Эта законная почва определенно предуказывалась статьей 152-й конституционной хартии 1815 года. В этой статье было сказано, что дела о государственных преступлениях рассматриваются Верховным государственным судом, который составляется из всех членов Сената. При этом отнюдь не могло быть допущено специальное назначение в состав суда каких-либо лиц, кроме сенаторов. Этот именно порядок и предложил цесаревич на точном основании конституции. И Николай Павлович в конце концов согласился с точкой зрения цесаревича. В ответном письме цесаревичу от 27-го октября 1826 г. он уже сам повторяет мысль брата о том, что в Польше петербургский порядок неприменим и что в данном деле необходимо поступить в полном согласии с законом.
В результате этой переписки те обвиняемые, которые принадлежали к польскому подданству, были преданы суду, образованному на основании 152-й статьи хартии, а члены польских обществ, числившиеся в русском подданстве, были подвергнуты суду русского Правительствующего Сената.
Во время процесса явилась надобность доставить в Варшаву для выслушания их показания также и тех поляков, которые судились в Петербурге. В связи с этим мы встречаем в рассматриваемой переписке небезынтересный эпизод. Цесаревич выдвинул предложение (в письме от 27-го мая 1827 г.), чтобы при посылке в Варшаву петербургских подсудимых их сопровождали делегаты от русского Сената для присутствования при допросах.
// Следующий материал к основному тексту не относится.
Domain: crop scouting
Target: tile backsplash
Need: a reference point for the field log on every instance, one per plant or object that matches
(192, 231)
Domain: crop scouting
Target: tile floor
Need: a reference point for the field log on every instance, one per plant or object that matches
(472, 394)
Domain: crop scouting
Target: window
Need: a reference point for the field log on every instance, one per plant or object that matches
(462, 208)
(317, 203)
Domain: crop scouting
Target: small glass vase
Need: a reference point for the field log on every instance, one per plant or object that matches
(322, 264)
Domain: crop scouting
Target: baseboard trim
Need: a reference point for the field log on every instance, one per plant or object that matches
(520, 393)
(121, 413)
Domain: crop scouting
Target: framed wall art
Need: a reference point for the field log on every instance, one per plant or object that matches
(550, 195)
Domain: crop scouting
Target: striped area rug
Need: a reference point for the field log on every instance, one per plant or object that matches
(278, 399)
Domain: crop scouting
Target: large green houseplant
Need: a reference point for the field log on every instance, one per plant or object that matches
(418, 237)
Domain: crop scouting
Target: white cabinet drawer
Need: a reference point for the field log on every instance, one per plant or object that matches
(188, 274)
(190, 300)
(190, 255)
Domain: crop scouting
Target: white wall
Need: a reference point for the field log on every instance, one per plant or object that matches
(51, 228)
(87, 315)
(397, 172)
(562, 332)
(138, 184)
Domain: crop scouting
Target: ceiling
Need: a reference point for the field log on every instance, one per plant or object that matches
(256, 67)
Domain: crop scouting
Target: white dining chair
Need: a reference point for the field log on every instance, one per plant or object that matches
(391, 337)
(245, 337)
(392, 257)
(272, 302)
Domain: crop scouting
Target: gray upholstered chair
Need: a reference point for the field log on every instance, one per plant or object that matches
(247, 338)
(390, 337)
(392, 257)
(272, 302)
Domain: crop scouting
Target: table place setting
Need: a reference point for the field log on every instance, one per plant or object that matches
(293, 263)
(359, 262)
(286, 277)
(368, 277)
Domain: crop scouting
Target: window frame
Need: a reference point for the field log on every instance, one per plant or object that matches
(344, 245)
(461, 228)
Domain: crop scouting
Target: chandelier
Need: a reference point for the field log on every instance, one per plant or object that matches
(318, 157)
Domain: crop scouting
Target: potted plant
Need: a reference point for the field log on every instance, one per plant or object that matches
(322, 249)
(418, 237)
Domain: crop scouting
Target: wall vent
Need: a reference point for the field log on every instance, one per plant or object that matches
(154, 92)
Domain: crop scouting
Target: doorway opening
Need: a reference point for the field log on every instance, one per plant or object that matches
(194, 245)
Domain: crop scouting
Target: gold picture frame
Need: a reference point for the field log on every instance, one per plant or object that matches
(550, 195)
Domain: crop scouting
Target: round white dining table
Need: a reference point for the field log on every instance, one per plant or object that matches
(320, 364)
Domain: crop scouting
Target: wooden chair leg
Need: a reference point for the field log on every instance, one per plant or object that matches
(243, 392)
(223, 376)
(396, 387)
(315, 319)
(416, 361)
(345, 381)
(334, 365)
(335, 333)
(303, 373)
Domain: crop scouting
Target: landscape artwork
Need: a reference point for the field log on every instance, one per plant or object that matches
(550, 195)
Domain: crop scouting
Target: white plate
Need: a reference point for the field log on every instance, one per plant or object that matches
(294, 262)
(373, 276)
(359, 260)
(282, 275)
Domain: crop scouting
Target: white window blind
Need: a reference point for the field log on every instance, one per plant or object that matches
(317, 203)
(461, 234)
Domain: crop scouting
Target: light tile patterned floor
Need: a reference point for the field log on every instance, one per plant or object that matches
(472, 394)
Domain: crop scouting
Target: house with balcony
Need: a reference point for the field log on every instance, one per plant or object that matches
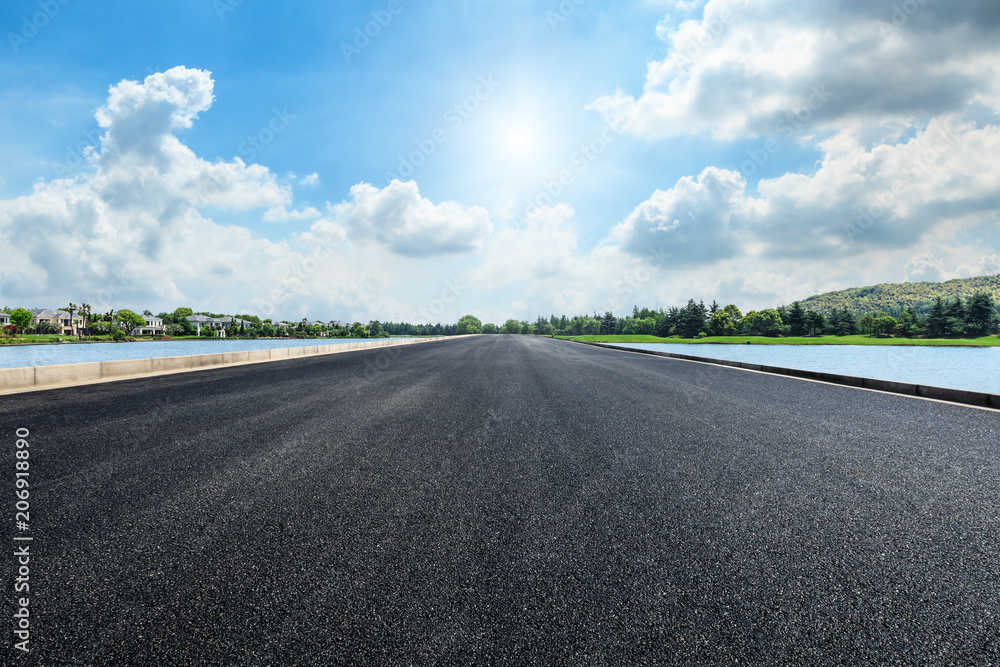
(200, 321)
(68, 325)
(153, 327)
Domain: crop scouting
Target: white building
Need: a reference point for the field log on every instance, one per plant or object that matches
(153, 327)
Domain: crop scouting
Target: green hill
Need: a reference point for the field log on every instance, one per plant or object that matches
(894, 298)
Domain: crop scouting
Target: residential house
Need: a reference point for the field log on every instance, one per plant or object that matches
(153, 327)
(235, 322)
(200, 321)
(68, 325)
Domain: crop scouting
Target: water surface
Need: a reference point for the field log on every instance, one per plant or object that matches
(971, 368)
(15, 356)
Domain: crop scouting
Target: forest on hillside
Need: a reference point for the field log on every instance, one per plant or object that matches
(896, 298)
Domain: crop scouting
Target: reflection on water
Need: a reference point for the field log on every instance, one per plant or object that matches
(971, 368)
(15, 356)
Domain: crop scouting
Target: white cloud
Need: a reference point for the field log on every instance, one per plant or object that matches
(133, 231)
(281, 214)
(695, 221)
(545, 246)
(768, 66)
(400, 219)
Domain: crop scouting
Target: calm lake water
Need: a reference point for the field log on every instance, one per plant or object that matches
(971, 368)
(15, 356)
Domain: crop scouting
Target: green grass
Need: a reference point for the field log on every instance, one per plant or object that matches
(804, 340)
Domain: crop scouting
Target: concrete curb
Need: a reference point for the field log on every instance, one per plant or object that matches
(975, 398)
(37, 378)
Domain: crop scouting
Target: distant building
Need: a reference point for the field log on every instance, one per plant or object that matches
(68, 325)
(153, 327)
(200, 321)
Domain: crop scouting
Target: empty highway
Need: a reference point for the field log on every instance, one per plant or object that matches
(505, 500)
Император Николай Павлович нашел это предложение совершенно правильным и целесообразным, но при этом признался, что ему в высшей степени трудно подобрать подходящих сенаторов для такой миссии, "так как, -- писал император в письме от 11-го июня 1827 г., -- представьте, что среди всех членов первого департамента Сената нет ни одного человека, которого можно было бы, не говоря уже послать с пользой для дела, но даже просто показать без стыда. Постараюсь найти предлог для того, чтобы выбрать трех человек с рассудительной головой из других двух департаментов".
Читатель, естественно, может удивиться этому резкому отзыву о личном составе Сената в устах государя, который строил всю свою политическую систему на господстве бюрократии во всех сферах государственной жизни. Но для тех, кто изучал историю царствования Николая I, в таких отзывах нет ничего неожиданного. Это было обычное убеждение Николая Павловича, который всегда ценил очень низко ту самую русскую бюрократию, в руки которой при нем было отдано все управление страной. До нас дошли журналы Секретного комитета, заседавшего с 1826 по 1830 г. и занимавшегося пересмотром всех законов о государственных учреждениях и общественных состояниях. На этих журналах имеется ряд резолюций Николай Павловича, из которых с очевидностью явствует, каким недоверием к силам и способностям русской бюрократии был проникнут этот государь; он и здесь выдает убийственные аттестаты сенаторам; он заявляет, что не может положиться ни в чем на своих губернаторов; что все чиновничество никуда не годно. Не оттого ли этот государь так боялся всяких преобразовательных начинаний? Всякий реформатор опирается на какую-нибудь веру: сторонник народоправства верит в созидательную силу самодеятельности народа; просвещенный абсолютист верит в мудрость или исполнительность бюрократии. Император Николай Павлович одновременно и боялся народной самодеятельности, и отдавал себе ясный отчет в непригодности русского чиновничества для серьезного государственного дела. Немудрено, что его политическим идеалом стала в конце концов застывшая неподвижность народной жизни.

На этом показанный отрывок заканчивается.